From: Boris Brezillon <boris.brezillon@free-electrons.com>
To: Willy Tarreau <w@1wt.eu>
Cc: Ezequiel Garcia <ezequiel@vanguardiasur.com.ar>,
Robert Jarzmik <robert.jarzmik@free.fr>,
linux-mtd@lists.infradead.org,
linux-arm-kernel@lists.infradead.org,
linux-kernel@vger.kernel.org
Subject: Re: pxa3xx_nand times out in 4.14 with JFFS2
Date: Sun, 17 Dec 2017 13:33:55 +0100 [thread overview]
Message-ID: <20171217133355.618e5f92@bbrezillon> (raw)
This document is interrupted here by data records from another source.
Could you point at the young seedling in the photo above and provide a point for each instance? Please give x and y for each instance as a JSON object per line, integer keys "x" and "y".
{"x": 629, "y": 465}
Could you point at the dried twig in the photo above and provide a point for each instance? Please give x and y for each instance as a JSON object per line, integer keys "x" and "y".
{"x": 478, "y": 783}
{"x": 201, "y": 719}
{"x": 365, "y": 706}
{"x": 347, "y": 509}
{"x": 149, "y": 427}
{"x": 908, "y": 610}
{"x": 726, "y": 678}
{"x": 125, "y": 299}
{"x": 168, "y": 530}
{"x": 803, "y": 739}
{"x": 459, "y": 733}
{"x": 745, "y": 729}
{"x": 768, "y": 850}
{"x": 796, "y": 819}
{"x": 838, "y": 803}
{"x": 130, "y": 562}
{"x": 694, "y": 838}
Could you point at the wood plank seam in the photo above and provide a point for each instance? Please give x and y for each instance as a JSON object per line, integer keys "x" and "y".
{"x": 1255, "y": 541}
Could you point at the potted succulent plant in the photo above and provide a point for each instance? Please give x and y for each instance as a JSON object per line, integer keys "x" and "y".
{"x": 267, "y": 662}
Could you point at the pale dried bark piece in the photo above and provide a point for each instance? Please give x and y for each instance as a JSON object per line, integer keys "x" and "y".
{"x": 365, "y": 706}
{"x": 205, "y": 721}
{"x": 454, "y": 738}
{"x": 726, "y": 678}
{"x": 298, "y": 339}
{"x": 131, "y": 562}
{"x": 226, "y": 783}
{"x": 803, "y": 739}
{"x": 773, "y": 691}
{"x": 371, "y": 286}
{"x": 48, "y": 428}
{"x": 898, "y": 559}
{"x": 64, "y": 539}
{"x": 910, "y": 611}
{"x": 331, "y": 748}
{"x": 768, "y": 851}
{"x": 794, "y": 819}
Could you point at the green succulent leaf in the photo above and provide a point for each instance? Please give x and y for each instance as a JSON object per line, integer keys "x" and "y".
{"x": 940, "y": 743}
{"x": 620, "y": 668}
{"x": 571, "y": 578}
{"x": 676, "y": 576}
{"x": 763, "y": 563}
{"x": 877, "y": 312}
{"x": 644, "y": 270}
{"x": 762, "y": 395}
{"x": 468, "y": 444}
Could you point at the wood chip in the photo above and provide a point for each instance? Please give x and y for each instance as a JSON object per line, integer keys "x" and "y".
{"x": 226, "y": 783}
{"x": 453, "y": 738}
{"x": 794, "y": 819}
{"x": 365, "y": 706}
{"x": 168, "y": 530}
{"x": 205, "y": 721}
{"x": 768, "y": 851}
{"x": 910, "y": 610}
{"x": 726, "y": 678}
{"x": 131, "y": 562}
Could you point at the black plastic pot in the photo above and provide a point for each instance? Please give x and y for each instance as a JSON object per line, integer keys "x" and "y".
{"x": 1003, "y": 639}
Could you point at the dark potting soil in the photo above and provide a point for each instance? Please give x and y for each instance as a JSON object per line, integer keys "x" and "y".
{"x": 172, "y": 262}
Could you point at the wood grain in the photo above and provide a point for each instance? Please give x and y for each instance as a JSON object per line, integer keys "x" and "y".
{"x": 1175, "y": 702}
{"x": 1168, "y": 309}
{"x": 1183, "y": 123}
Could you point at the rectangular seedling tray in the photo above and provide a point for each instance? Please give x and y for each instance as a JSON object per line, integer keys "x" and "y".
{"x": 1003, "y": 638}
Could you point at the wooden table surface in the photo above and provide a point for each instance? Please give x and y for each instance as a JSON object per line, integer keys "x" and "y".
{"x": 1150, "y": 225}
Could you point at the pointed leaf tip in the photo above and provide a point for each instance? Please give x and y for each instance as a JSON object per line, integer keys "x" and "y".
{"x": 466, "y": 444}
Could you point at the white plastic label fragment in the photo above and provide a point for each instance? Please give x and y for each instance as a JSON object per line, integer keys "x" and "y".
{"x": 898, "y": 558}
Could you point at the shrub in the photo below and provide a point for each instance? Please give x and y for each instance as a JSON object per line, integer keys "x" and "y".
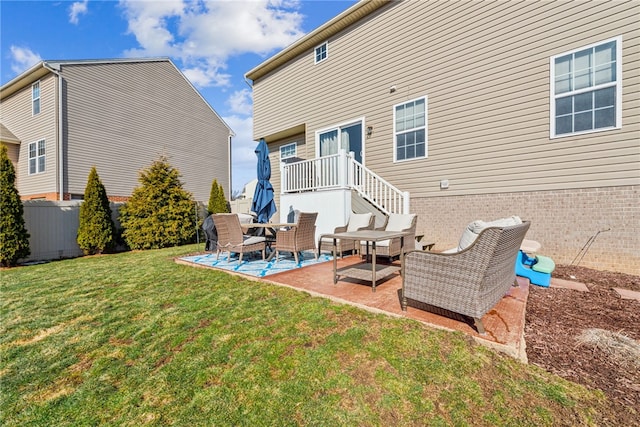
{"x": 160, "y": 213}
{"x": 14, "y": 238}
{"x": 96, "y": 232}
{"x": 217, "y": 201}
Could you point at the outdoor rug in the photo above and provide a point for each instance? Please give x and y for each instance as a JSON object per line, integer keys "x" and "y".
{"x": 256, "y": 266}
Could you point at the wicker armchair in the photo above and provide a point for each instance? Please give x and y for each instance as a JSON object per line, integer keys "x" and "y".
{"x": 469, "y": 282}
{"x": 395, "y": 222}
{"x": 231, "y": 239}
{"x": 299, "y": 237}
{"x": 356, "y": 222}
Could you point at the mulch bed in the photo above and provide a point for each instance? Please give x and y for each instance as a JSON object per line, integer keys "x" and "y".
{"x": 556, "y": 319}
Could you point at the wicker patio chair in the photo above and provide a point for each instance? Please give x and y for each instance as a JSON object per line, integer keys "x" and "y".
{"x": 298, "y": 238}
{"x": 231, "y": 239}
{"x": 469, "y": 282}
{"x": 395, "y": 222}
{"x": 356, "y": 222}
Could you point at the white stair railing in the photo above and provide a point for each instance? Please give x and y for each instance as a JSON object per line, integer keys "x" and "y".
{"x": 343, "y": 171}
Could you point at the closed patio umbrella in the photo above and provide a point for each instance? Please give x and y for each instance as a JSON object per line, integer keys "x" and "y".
{"x": 263, "y": 204}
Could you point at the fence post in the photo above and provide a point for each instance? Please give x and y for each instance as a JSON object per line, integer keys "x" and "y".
{"x": 342, "y": 168}
{"x": 405, "y": 202}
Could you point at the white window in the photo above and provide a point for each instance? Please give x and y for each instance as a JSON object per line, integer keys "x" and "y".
{"x": 35, "y": 98}
{"x": 321, "y": 52}
{"x": 346, "y": 136}
{"x": 288, "y": 150}
{"x": 36, "y": 157}
{"x": 410, "y": 129}
{"x": 586, "y": 89}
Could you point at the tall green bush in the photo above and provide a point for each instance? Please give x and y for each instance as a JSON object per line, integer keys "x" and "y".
{"x": 160, "y": 213}
{"x": 14, "y": 238}
{"x": 217, "y": 201}
{"x": 96, "y": 231}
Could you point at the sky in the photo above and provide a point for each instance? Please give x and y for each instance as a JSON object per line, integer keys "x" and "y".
{"x": 213, "y": 42}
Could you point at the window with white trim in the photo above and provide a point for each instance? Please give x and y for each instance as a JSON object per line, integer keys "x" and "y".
{"x": 36, "y": 157}
{"x": 35, "y": 98}
{"x": 410, "y": 130}
{"x": 321, "y": 52}
{"x": 289, "y": 150}
{"x": 586, "y": 89}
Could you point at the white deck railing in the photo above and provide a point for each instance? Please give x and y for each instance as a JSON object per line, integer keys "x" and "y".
{"x": 343, "y": 171}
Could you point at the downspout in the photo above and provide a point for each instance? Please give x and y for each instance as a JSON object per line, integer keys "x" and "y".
{"x": 60, "y": 133}
{"x": 230, "y": 189}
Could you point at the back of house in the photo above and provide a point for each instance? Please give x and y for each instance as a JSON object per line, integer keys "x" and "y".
{"x": 478, "y": 110}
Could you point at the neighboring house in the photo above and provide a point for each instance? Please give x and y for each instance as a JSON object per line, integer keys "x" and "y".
{"x": 63, "y": 117}
{"x": 466, "y": 110}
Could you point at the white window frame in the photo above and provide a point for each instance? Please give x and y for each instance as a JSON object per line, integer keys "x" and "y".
{"x": 338, "y": 127}
{"x": 38, "y": 156}
{"x": 424, "y": 127}
{"x": 286, "y": 147}
{"x": 35, "y": 100}
{"x": 553, "y": 97}
{"x": 316, "y": 54}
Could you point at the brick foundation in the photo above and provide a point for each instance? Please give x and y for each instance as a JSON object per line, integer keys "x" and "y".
{"x": 563, "y": 221}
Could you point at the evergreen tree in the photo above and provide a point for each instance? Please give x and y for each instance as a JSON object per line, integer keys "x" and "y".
{"x": 217, "y": 201}
{"x": 213, "y": 197}
{"x": 96, "y": 231}
{"x": 14, "y": 238}
{"x": 160, "y": 213}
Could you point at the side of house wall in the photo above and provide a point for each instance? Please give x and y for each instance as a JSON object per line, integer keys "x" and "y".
{"x": 486, "y": 81}
{"x": 17, "y": 116}
{"x": 122, "y": 116}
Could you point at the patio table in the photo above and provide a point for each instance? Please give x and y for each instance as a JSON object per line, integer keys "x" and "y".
{"x": 273, "y": 228}
{"x": 366, "y": 270}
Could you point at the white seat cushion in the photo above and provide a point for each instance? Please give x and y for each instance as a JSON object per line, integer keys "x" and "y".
{"x": 245, "y": 218}
{"x": 253, "y": 239}
{"x": 357, "y": 221}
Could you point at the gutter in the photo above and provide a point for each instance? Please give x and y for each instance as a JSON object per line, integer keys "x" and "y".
{"x": 60, "y": 131}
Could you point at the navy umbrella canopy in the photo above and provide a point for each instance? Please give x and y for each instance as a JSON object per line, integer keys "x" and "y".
{"x": 263, "y": 204}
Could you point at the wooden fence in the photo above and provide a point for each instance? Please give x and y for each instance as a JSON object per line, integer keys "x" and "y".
{"x": 53, "y": 227}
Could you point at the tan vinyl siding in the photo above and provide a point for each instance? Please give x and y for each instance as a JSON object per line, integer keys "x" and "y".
{"x": 123, "y": 116}
{"x": 17, "y": 116}
{"x": 484, "y": 68}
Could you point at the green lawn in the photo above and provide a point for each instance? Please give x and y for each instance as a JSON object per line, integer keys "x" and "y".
{"x": 136, "y": 339}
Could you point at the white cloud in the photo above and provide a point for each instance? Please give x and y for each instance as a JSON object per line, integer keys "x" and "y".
{"x": 22, "y": 58}
{"x": 243, "y": 156}
{"x": 204, "y": 34}
{"x": 241, "y": 102}
{"x": 76, "y": 9}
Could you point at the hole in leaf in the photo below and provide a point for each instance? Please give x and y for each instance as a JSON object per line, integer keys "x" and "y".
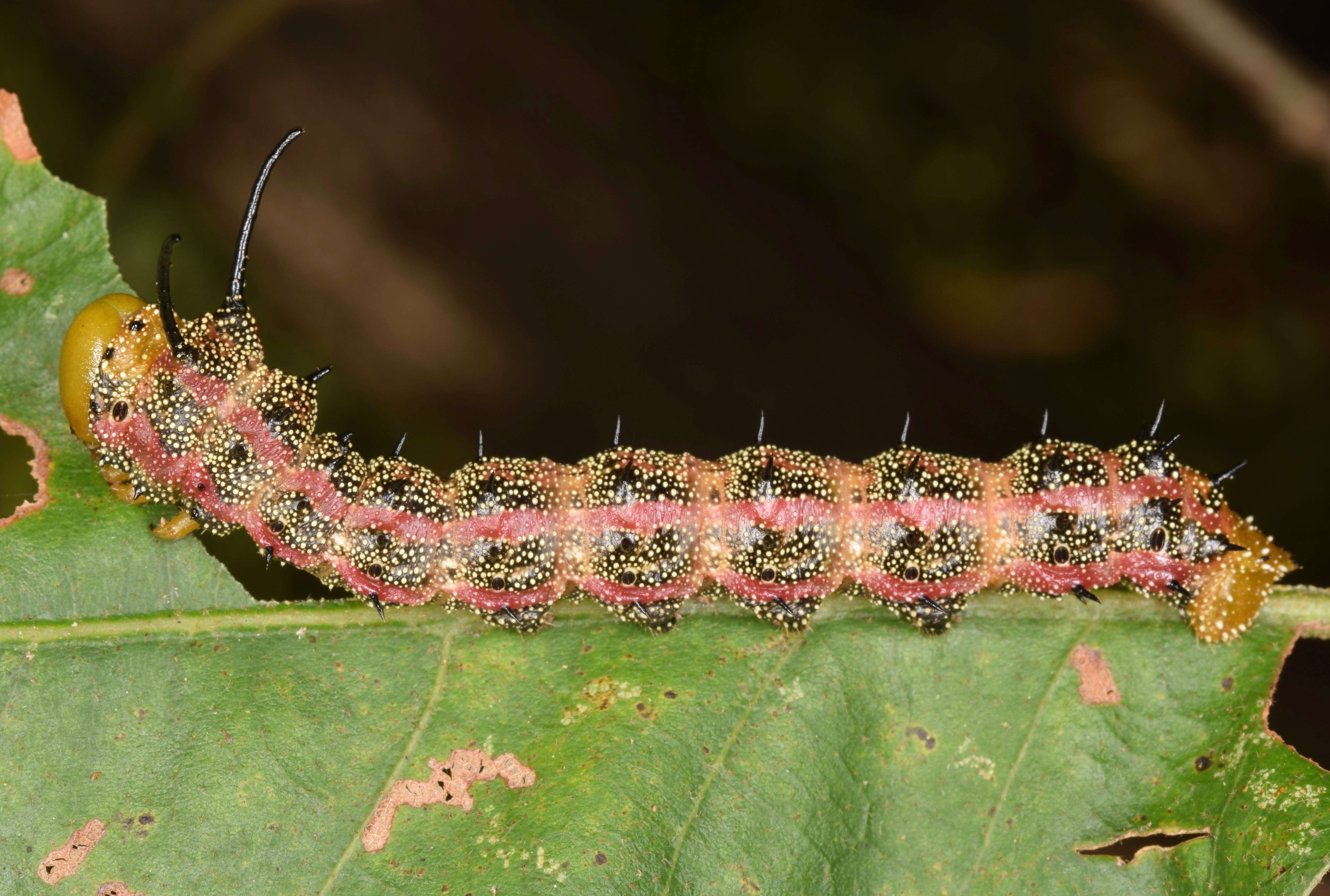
{"x": 1300, "y": 712}
{"x": 1126, "y": 849}
{"x": 17, "y": 482}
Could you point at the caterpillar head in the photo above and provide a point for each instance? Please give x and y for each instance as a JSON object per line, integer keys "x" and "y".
{"x": 90, "y": 342}
{"x": 118, "y": 337}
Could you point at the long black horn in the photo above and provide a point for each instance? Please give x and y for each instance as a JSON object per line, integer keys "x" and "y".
{"x": 168, "y": 313}
{"x": 236, "y": 297}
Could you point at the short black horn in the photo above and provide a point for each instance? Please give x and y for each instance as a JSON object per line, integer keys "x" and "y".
{"x": 164, "y": 306}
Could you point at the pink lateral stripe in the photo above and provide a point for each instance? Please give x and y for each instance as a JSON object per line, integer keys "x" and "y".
{"x": 507, "y": 526}
{"x": 1032, "y": 576}
{"x": 317, "y": 486}
{"x": 644, "y": 516}
{"x": 616, "y": 594}
{"x": 767, "y": 592}
{"x": 209, "y": 391}
{"x": 925, "y": 514}
{"x": 1075, "y": 499}
{"x": 1154, "y": 572}
{"x": 362, "y": 584}
{"x": 402, "y": 524}
{"x": 489, "y": 600}
{"x": 776, "y": 514}
{"x": 898, "y": 589}
{"x": 268, "y": 449}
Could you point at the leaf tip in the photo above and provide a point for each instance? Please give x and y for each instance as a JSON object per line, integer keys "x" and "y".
{"x": 14, "y": 129}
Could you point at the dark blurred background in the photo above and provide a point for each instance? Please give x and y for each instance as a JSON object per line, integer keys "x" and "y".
{"x": 530, "y": 219}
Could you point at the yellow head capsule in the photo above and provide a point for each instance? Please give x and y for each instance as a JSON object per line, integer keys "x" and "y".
{"x": 86, "y": 342}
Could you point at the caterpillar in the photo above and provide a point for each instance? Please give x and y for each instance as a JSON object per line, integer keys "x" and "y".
{"x": 185, "y": 413}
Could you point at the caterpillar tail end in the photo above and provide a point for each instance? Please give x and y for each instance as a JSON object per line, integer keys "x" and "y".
{"x": 1233, "y": 592}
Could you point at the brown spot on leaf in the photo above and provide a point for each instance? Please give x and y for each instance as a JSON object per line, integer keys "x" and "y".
{"x": 1097, "y": 677}
{"x": 66, "y": 861}
{"x": 17, "y": 282}
{"x": 40, "y": 464}
{"x": 929, "y": 741}
{"x": 116, "y": 889}
{"x": 14, "y": 129}
{"x": 449, "y": 784}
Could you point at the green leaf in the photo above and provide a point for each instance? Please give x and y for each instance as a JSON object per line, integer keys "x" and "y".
{"x": 233, "y": 748}
{"x": 84, "y": 555}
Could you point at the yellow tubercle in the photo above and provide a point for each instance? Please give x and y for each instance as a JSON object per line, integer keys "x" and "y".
{"x": 177, "y": 527}
{"x": 1233, "y": 594}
In-Reply-To: <20171217120503.GA3323@1wt.eu>
Hi Willy,
On Sun, 17 Dec 2017 13:05:03 +0100
Willy Tarreau <w@1wt.eu> wrote:
> Hello,
>
> I recently bought a Linksys WRT1900ACS which hosts an Armada 385 and a
> NAND flash. While I could get OpenWRT to work flawlessly on it using
> kernel 4.4, mainline 4.14.6 fails with a lot of such messages :
>
> pxa3xx-nand f10d0000.flash: Wait time out!!!
>
> Looking a bit closer, I found that it was triggered by my boot scripts
> detecting the JFFS2 signature (0x1985) and trying to mount mtdblock5. But
> under openwrt's kernel this partition mounts pretty fine.
>
> I tried to read both /dev/mtd5 and /dev/mtdblock5 it using cat then dd
> and got no issue either, so it seems that JFFS2 triggers a specific
> operation causing the flash (or driver) to fail. By the way, here's the
> device identification :
>
> [ 0.638155] pxa3xx-nand f10d0000.flash: This platform can't do DMA on this device
> [ 0.644661] nand: device found, Manufacturer ID: 0x01, Chip ID: 0xf1
> [ 0.649732] nand: AMD/Spansion S34ML01G2
> [ 0.652369] nand: 128 MiB, SLC, erase size: 128 KiB, page size: 2048, OOB size: 64
> [ 0.658662] pxa3xx-nand f10d0000.flash: ECC strength 16, ECC step size 2048
>
> I found a few threads on the net where people were changing the timeout
> in the driver, and OpenWRT has this larger timeout, so naturally I thought
> it was the way to fix it and I tried, but surprizingly nothing changed at
> all.
>
> I found a long troubleshooting session in the list's archives where
> CONFIG_PREEMPT had to be enabled to work around the problem here :
>
> https://patchwork.ozlabs.org/patch/566837/
>
> So I tried to enable it as well but it didn't change anything for me.
>
> I enabled Robert's readl/writel debug traces and have added some messages
> at the entrance and exit of every single function in the driver to try to
> spot a bit more of it. I've placed the traces there :
>
> http://1wt.eu/wrt1900acs/
>
> (Please note that the config above doesn't have PREEMPT enabled but it
> matches the kernel used to produce the dumps there). Also you'll notice
> in the config that I added the out-of-tree mwlwifi driver; I did it late
> in the evening after I spent my whole day trying to fix the NAND issue,
> so it's irrelevant. However if some prefer that I re-run traces without
> it I will.
>
> I purposely split the trace in two steps : one before trying to mount the
> JFFS2 fs, and the second one during and after the mount attempt. I also
> took another trace with JFFS2 debuging enabled in case that helps.
>
> I noticed that timeouts always occur after such a sequence :
>
> > pxa3xx_nand_irq:845
> pxa3xx-nand f10d0000.flash: pxa3xx_nand_irq():854 nand_readl(0x0014) = 0x2
> < pxa3xx_nand_irq:932
> < pxa3xx_nand_irq:933
> > pxa3xx_nand_irq_thread:829
> > handle_data_pio:728
> > drain_fifo:693
> < drain_fifo:723
> > drain_fifo:693
> < drain_fifo:723
> < handle_data_pio:761
> pxa3xx-nand f10d0000.flash: pxa3xx_nand_irq_thread():833 nand_writel(0x6, 0x0014)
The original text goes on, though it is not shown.